Scientists have been getting concerned about the carbon footprint of international meetings and have been asking whether travelling to conferences is the best use of their time and funds. 2020 is turning out to be the year that many organizers decide to go virtual — and this was before COVID-19.
The conference on Neural Information Processing Systems (NeurIPS), the largest annual machine learning conference, struggles with a year on year growing number of submissions and registrations, as attested by images of overcrowded poster sessions on social media last December. A positive outcome of the conference was the success of local meetups across the world, where participants gathered to attend online talks, hold discussions and engage in social interactions. Other fields are experimenting with the local meetup format: the photonics community, for instance, held its first major virtual meeting in January 2020, with 66 local meetups to encourage networking and interactions.
The International Conference on Learning Representations (ICLR) was held on 26 April to 1 May 2020, and would have been the first major machine learning conference in Africa. Instead, it became fully virtual. The organizers redesigned the conference, which in many ways improved accessibility, not least by reducing the registration fee to US$100. Each paper had a pre-recorded five-minute video presentation with synchronized slides, a chatroom channel to ask questions, and live video ‘poster sessions’ scheduled across time zones. For many, this was preferable to the crowded environment typical of poster sessions in physical conferences, as attendees could manoeuvre through talks and ask questions at their own pace. To create the social spontaneity of a conference coffee break, ICLR Town was introduced to let people, as avatars, wander around a virtual town, starting or joining video chats with those ‘close by’.
With COVID-19 preventing in-person meetings, at least temporarily, the time is ripe to explore the feasibility and advantages of virtual conferences. In the field of computational neuroscience, researchers have embraced the challenge, with ambitious plans to move online in a new series of conferences and a summer school. The neuromatch 1.0 conference was held online in March 2020, with some 3,000 registrants. Neuromatch 2.0 is scheduled for 25–27 May 2020, and neuromatch academy is a three-week online summer school planned for July 2020.
Neuromatch has several advantages: no travel, no overhead associated with in-person events, and minimal software costs. The management and organization are handled by students, postdocs and faculty volunteers, who are committed to making the programmes a success. An essential component is collaborative tools such as Crowdcast, Zoom, Quire and Slack. From a participant’s perspective, registration for the conference is free, and the cost of the academy is free for the observer track (for those who want to ‘sit in’) or very low for the interactive track, where the money helps to pay the teaching assistants.
One major challenge for neuromatch, as for all online conferences, is interaction.
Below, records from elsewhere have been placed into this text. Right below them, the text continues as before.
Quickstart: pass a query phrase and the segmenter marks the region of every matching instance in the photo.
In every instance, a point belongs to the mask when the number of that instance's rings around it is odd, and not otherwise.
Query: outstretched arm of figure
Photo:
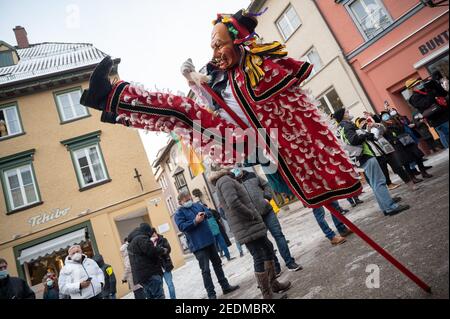
[[[236,126],[213,114],[192,99],[169,93],[149,92],[142,87],[119,82],[108,96],[105,111],[114,114],[117,123],[147,131],[174,132],[191,141],[194,149],[210,155],[214,152],[230,158],[240,158],[227,144],[242,143],[247,138],[234,131]],[[234,142],[226,137],[234,132]],[[245,148],[245,151],[247,148]],[[224,152],[224,154],[222,154]],[[229,154],[227,154],[229,153]]]

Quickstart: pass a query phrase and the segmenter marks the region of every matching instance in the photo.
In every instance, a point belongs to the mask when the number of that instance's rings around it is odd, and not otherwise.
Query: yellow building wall
[[[79,86],[79,85],[78,85]],[[87,83],[83,84],[83,88]],[[77,87],[69,85],[59,90]],[[0,142],[0,157],[36,149],[34,171],[44,202],[34,208],[6,215],[6,203],[0,196],[0,245],[15,234],[25,234],[54,226],[76,217],[80,212],[100,209],[113,202],[142,193],[133,178],[137,168],[142,175],[144,192],[159,189],[137,130],[100,122],[100,112],[89,109],[90,117],[60,124],[53,91],[46,91],[16,100],[1,101],[0,105],[16,101],[26,134]],[[100,149],[112,182],[80,192],[70,152],[62,140],[101,130]],[[67,215],[45,224],[31,227],[30,217],[50,213],[55,208],[70,208]]]

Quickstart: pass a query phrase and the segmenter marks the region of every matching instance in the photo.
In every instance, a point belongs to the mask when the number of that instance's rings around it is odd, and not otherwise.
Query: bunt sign
[[[423,56],[425,56],[446,43],[448,43],[448,30],[439,33],[419,46],[419,51]]]

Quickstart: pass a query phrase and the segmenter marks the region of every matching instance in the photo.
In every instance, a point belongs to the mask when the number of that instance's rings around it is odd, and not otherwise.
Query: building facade
[[[436,2],[316,1],[377,111],[388,101],[410,116],[405,81],[448,77],[449,7]]]
[[[258,17],[256,32],[262,42],[280,41],[290,57],[314,65],[303,86],[317,98],[325,113],[332,114],[341,107],[355,115],[372,110],[314,1],[254,0],[249,10],[256,12],[264,7],[268,10]]]
[[[102,254],[121,284],[122,240],[141,222],[172,245],[184,264],[177,232],[138,132],[100,122],[79,104],[105,56],[91,44],[0,42],[0,256],[10,274],[41,296],[42,277],[64,265],[67,248]],[[114,76],[120,59],[114,59]]]
[[[164,200],[169,207],[172,222],[177,230],[184,253],[189,253],[186,238],[175,224],[174,214],[179,206],[177,196],[181,191],[188,191],[194,201],[201,201],[208,207],[217,209],[218,199],[213,186],[207,181],[205,172],[194,175],[186,154],[180,144],[169,139],[153,163],[156,181],[160,184]],[[208,169],[205,167],[205,170]]]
Being physically at a conference has the advantage of serendipitously meeting people, having spontaneous discussions and making new acquaintances. Undaunted, the organizers of neuromatch believe that virtual conferences can, with the right tools, promote social and professional interactions, perhaps even better than in-person conferences. As organizer Brad Wyble (Penn State University) told Nature Machine Intelligence: “In the personal social setting, you do have that sense of camaraderie, just from physical presence, hanging out in a dense social atmosphere. But the downside is that the likelihood of meeting the right people is very much due to chance.”
The challenge is how to bring people together online by intellectual matchmaking. As it happened, Daniel Acuna (Syracuse University) and Titipat Achakulvisut (University of Pennsylvania), working in the lab of neuromatch organizer Konrad Kording (University of Pennsylvania), had created an algorithm that matched researchers based on inputs such as their scientific abstracts. At the in-person Cognitive Computational Neuroscience conferences in 2018 and 2019, the algorithm was used to match researchers with similar interests for one-on-one conversations, at an event called mind matching. The mind matching algorithm is being deployed in neuromatch with the goal of turning a perceived limitation of online events into a strength. As neuromatch organizer Dan Goodman (Imperial College London) told Nature Machine Intelligence: “You can not only replicate the experience of randomly meeting new people, but actually do better than that: you meet the right new people, because you can be directed to the people who you actually want to talk to.”
Because COVID-19 has disrupted the training and careers of graduate students, postdoctoral fellows and early-career scientists, neuromatch academy was created as a massive online computational neuroscience summer school. As Megan Peters, chair of the executive committee, told Nature Machine Intelligence: “We have a lot of vulnerable young scientists at a critical stage in their careers, not being able to go to conferences and network, and not being able to go to summer schools to learn skills and make connections. We are responding to that in force.” The academy will provide a highly interactive platform, informed by mind matching, for grouping students, teaching assistants and mentors into pods for integrated lectures, hands-on tutorials and projects.
Conference organizers from all sciences will learn much this year about what tools and approaches work well for virtual conferences and schools. When in-person meetings become feasible again, a complete return to previous practices is unlikely. Conference organizers will make considered choices about the best format for events, limiting travel where possible and making the most of virtual tools, boosting accessibility to scientific events for all researchers.